Francesca lost weight. She struggled to keep up with Alexander, who sped through the halls of the Lodge, screaming as though he had a vendetta against the world.
Allegra and Lorelei were inspired by him, letting loose such cries that they were overheard on the opposite side of the grounds. Francesca wanted to cry with them.
Toward the end of June, another member of their staff quit: a young woman who was supposed to operate the front desk at the Lodge.
Apparently, there at that very same front desk, she’d met a handsome and wealthy tourist and decided to elope with him.
With nobody left to stand in for her and Benjamin so scattered that he wouldn’t manage to hire someone else any time soon, Francesca set herself and her children up behind that desk and performed the relevant duties.
Tourists streamed in and out of the lobby.
Bellhops wheeled suitcases, adjusted their little hats, and played games with Alexander when nobody was around.
It was six hours into her first shift that the wealthy LA-based father of a five-child family approached the front desk and accused the Whitmores and the White Oak Lodge of selling a “racket product.”
“We’ve been waiting all day for new towels!” he cried, smashing his fist on the front desk. “And the breakfast this morning was abysmal. I assume you didn’t eat it? You in your ivory Whitmore tower? But the rest of us had to suffer! I don’t suppose you know who I am?”
Unfortunately, Francesca had no idea who this man was.
Benjamin would have slipped his name into her ear easily, telling her he was an elite businessman, banker, filmmaker, or what-have-you.

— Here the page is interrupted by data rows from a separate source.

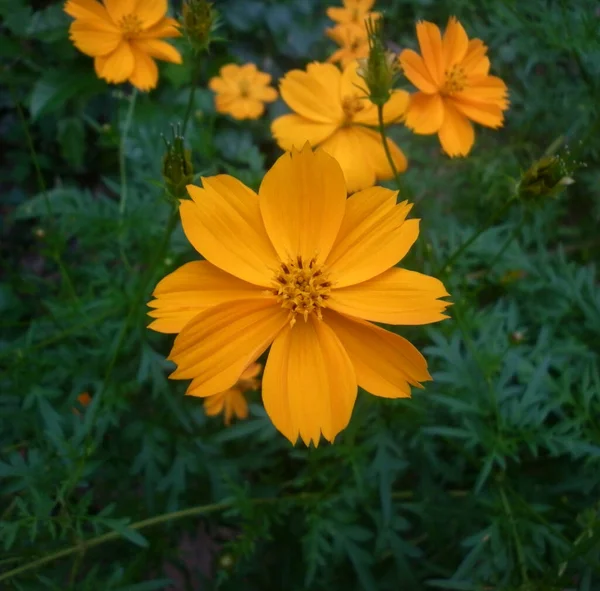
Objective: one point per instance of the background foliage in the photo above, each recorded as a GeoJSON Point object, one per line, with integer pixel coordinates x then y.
{"type": "Point", "coordinates": [487, 479]}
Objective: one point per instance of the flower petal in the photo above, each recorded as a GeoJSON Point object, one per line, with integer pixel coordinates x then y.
{"type": "Point", "coordinates": [385, 363]}
{"type": "Point", "coordinates": [194, 287]}
{"type": "Point", "coordinates": [455, 43]}
{"type": "Point", "coordinates": [302, 202]}
{"type": "Point", "coordinates": [456, 133]}
{"type": "Point", "coordinates": [158, 49]}
{"type": "Point", "coordinates": [151, 12]}
{"type": "Point", "coordinates": [430, 42]}
{"type": "Point", "coordinates": [309, 384]}
{"type": "Point", "coordinates": [145, 71]}
{"type": "Point", "coordinates": [223, 223]}
{"type": "Point", "coordinates": [217, 345]}
{"type": "Point", "coordinates": [293, 131]}
{"type": "Point", "coordinates": [416, 71]}
{"type": "Point", "coordinates": [93, 41]}
{"type": "Point", "coordinates": [91, 12]}
{"type": "Point", "coordinates": [425, 113]}
{"type": "Point", "coordinates": [119, 64]}
{"type": "Point", "coordinates": [314, 94]}
{"type": "Point", "coordinates": [374, 241]}
{"type": "Point", "coordinates": [397, 296]}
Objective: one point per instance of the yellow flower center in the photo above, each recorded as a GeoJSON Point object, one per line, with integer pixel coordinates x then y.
{"type": "Point", "coordinates": [456, 80]}
{"type": "Point", "coordinates": [302, 287]}
{"type": "Point", "coordinates": [351, 105]}
{"type": "Point", "coordinates": [130, 25]}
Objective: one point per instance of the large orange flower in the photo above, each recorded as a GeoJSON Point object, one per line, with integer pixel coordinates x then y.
{"type": "Point", "coordinates": [455, 87]}
{"type": "Point", "coordinates": [242, 91]}
{"type": "Point", "coordinates": [331, 110]}
{"type": "Point", "coordinates": [123, 37]}
{"type": "Point", "coordinates": [300, 268]}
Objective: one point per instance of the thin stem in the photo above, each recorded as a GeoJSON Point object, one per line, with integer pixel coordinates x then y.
{"type": "Point", "coordinates": [456, 254]}
{"type": "Point", "coordinates": [123, 170]}
{"type": "Point", "coordinates": [387, 148]}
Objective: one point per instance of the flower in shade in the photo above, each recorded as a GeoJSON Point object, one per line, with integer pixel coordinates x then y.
{"type": "Point", "coordinates": [232, 402]}
{"type": "Point", "coordinates": [331, 110]}
{"type": "Point", "coordinates": [353, 42]}
{"type": "Point", "coordinates": [354, 12]}
{"type": "Point", "coordinates": [124, 37]}
{"type": "Point", "coordinates": [454, 85]}
{"type": "Point", "coordinates": [303, 269]}
{"type": "Point", "coordinates": [242, 91]}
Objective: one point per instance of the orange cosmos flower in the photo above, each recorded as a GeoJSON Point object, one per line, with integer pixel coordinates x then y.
{"type": "Point", "coordinates": [454, 85]}
{"type": "Point", "coordinates": [123, 37]}
{"type": "Point", "coordinates": [353, 41]}
{"type": "Point", "coordinates": [331, 110]}
{"type": "Point", "coordinates": [242, 91]}
{"type": "Point", "coordinates": [300, 268]}
{"type": "Point", "coordinates": [354, 12]}
{"type": "Point", "coordinates": [232, 402]}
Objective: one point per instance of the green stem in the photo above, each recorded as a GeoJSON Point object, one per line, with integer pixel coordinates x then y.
{"type": "Point", "coordinates": [123, 170]}
{"type": "Point", "coordinates": [386, 147]}
{"type": "Point", "coordinates": [456, 254]}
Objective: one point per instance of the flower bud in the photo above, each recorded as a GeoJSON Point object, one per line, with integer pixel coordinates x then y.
{"type": "Point", "coordinates": [177, 166]}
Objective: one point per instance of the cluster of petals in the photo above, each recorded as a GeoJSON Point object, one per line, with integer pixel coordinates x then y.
{"type": "Point", "coordinates": [124, 37]}
{"type": "Point", "coordinates": [331, 110]}
{"type": "Point", "coordinates": [242, 91]}
{"type": "Point", "coordinates": [232, 402]}
{"type": "Point", "coordinates": [305, 270]}
{"type": "Point", "coordinates": [455, 88]}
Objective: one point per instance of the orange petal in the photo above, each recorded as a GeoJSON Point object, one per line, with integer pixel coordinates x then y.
{"type": "Point", "coordinates": [385, 363]}
{"type": "Point", "coordinates": [93, 41]}
{"type": "Point", "coordinates": [223, 223]}
{"type": "Point", "coordinates": [145, 72]}
{"type": "Point", "coordinates": [293, 131]}
{"type": "Point", "coordinates": [158, 49]}
{"type": "Point", "coordinates": [218, 344]}
{"type": "Point", "coordinates": [375, 238]}
{"type": "Point", "coordinates": [151, 12]}
{"type": "Point", "coordinates": [90, 11]}
{"type": "Point", "coordinates": [194, 287]}
{"type": "Point", "coordinates": [309, 384]}
{"type": "Point", "coordinates": [119, 64]}
{"type": "Point", "coordinates": [456, 133]}
{"type": "Point", "coordinates": [425, 113]}
{"type": "Point", "coordinates": [397, 296]}
{"type": "Point", "coordinates": [302, 201]}
{"type": "Point", "coordinates": [314, 94]}
{"type": "Point", "coordinates": [455, 43]}
{"type": "Point", "coordinates": [430, 41]}
{"type": "Point", "coordinates": [416, 71]}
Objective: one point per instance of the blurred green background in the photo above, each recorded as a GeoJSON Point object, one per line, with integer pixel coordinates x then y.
{"type": "Point", "coordinates": [487, 479]}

But Francesca was knee-deep in the toils of motherhood and knew little about what other people called “the real world.” Rather than answer him with a prompt “I’ll find you those towels right away, sir,” she burst into tears.
She felt Alexander tugging at the bottom of her skirt, picked him up, and burrowed her face in his shoulder.

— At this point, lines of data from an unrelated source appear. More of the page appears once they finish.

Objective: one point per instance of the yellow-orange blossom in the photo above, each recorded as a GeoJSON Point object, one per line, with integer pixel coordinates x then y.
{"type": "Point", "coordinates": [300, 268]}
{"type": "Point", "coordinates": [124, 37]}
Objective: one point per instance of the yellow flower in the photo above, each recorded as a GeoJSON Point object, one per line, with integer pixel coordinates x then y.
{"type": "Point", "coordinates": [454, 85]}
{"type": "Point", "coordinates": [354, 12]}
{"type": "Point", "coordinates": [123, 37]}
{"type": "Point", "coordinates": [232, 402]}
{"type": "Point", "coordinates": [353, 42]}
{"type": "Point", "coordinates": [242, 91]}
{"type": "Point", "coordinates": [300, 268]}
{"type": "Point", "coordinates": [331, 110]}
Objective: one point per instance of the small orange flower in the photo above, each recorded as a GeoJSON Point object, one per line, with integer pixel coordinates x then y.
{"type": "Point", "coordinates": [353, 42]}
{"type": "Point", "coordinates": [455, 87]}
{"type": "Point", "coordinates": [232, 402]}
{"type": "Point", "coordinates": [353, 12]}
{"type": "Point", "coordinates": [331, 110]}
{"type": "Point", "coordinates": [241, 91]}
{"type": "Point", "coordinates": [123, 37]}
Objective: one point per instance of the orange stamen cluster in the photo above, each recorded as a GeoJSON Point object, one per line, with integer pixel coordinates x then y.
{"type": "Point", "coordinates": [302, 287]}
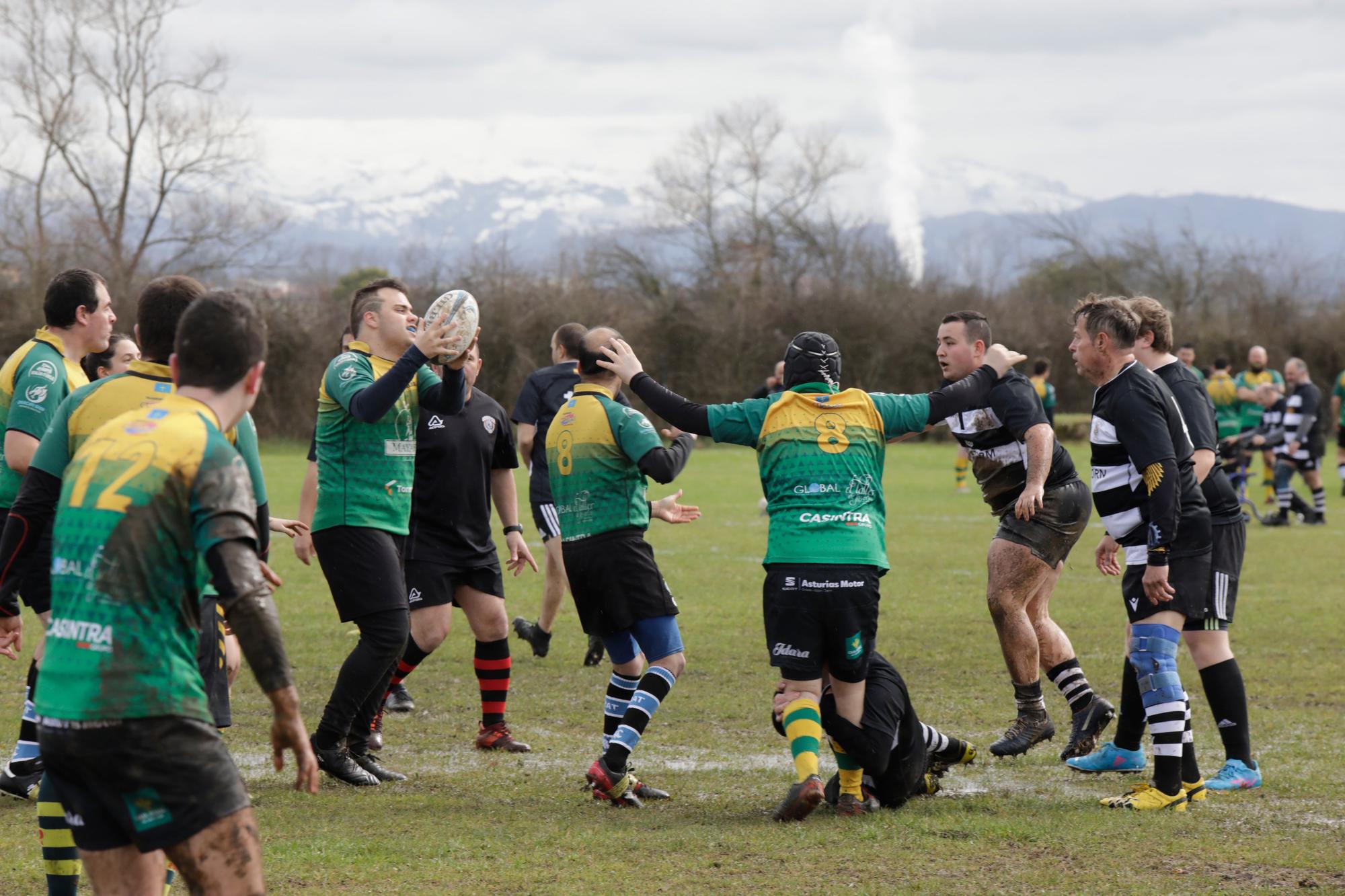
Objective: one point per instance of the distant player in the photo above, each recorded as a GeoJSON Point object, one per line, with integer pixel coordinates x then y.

The tourist was so mystified that he backed slowly away from the front desk and returned to his wife by the pool, where Francesca saw them speaking in low tones, presumably about how insane she was.

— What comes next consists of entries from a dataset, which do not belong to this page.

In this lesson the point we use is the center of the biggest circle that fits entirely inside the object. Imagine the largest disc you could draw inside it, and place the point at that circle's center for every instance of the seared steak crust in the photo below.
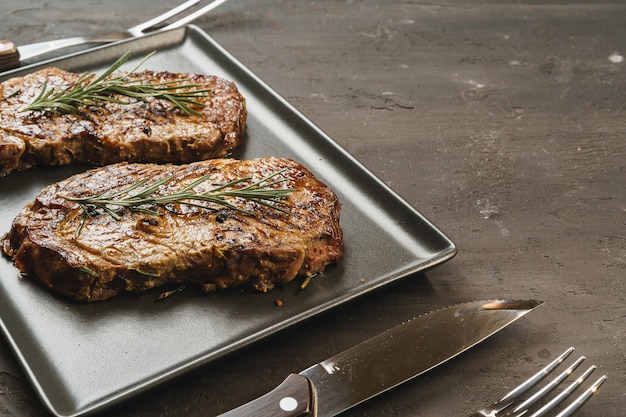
(152, 131)
(216, 248)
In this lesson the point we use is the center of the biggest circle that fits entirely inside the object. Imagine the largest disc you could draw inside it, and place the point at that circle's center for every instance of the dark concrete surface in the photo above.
(503, 122)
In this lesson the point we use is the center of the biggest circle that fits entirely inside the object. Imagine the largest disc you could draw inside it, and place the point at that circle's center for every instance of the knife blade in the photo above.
(386, 360)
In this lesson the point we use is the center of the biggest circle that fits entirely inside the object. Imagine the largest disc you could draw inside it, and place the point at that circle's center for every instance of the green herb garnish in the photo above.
(143, 198)
(89, 90)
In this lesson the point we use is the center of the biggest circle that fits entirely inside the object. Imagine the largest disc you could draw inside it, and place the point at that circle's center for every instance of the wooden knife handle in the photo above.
(9, 55)
(292, 398)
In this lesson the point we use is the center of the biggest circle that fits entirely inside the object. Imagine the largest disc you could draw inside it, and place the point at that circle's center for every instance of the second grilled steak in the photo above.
(216, 247)
(140, 131)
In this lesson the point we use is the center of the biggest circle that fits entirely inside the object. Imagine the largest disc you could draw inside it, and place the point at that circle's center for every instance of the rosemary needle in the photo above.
(142, 197)
(89, 89)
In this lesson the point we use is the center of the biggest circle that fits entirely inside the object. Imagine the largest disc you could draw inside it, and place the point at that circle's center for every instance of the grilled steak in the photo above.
(141, 131)
(213, 246)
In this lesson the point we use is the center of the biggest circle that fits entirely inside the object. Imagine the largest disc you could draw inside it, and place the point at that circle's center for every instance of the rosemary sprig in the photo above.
(89, 90)
(143, 198)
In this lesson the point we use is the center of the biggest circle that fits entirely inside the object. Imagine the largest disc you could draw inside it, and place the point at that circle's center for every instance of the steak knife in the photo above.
(385, 361)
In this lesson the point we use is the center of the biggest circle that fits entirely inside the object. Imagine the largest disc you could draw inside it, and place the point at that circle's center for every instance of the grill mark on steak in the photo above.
(151, 131)
(215, 249)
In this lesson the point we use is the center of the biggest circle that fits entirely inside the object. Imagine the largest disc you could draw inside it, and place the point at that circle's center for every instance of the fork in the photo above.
(11, 55)
(513, 405)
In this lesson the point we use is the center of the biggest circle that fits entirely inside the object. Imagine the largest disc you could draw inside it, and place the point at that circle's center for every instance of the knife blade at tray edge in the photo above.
(385, 360)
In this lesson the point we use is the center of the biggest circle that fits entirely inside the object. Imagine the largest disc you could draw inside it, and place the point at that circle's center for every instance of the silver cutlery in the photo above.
(513, 404)
(385, 361)
(11, 55)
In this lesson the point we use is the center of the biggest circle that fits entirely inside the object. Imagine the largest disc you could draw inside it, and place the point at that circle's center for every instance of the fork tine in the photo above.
(549, 387)
(562, 395)
(582, 398)
(533, 380)
(192, 16)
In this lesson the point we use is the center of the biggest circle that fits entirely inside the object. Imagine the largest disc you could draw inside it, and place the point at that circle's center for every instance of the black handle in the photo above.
(292, 398)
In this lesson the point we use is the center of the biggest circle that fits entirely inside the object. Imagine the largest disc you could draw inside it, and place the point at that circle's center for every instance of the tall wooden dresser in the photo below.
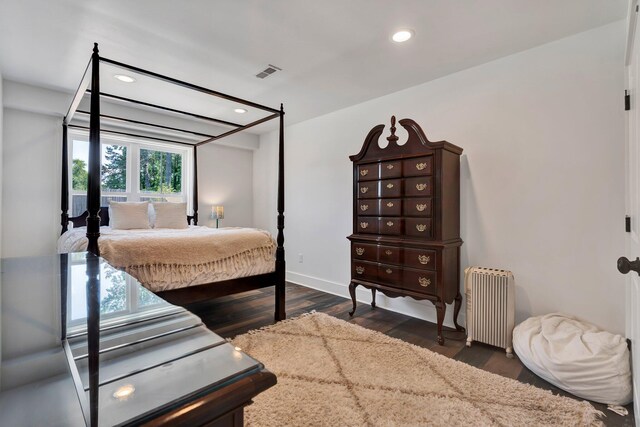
(406, 219)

She genuinely felt insane!
But the tears kept coming. Alexander, Lorelei, and Allegra joined her, weeping, and they formed a sort of musical collaboration that kept all the guests away.
Francesca prayed that her father-in-law wouldn’t come in and find this mess.
She prayed that Benjamin would never learn about how much she was failing him.
And then, out of nowhere, Jefferson Albright strolled into the lobby, picking up the pace when he saw what was happening.
He scooped Lorelei and Alexander into his arms and ordered Francesca to sit in the back office.
“Relax,” he said, following her. “When was the last time you ate something? I’m going to make you some food. ”
Francesca blinked at him. Besides the hired chefs in the Lodge, Francesca was the only person among them who ever entered the kitchen and made anything of value and taste.
“Don’t look at me like that,” Jefferson teased. “My mother taught me everything she knows.”
Francesca wet her lips. “Someone has to manage the front desk?”
Jefferson smiled. “I’ll have one of my stable boys come up. It’s hot in the stables today anyway. They’ll be fighting for a spot.”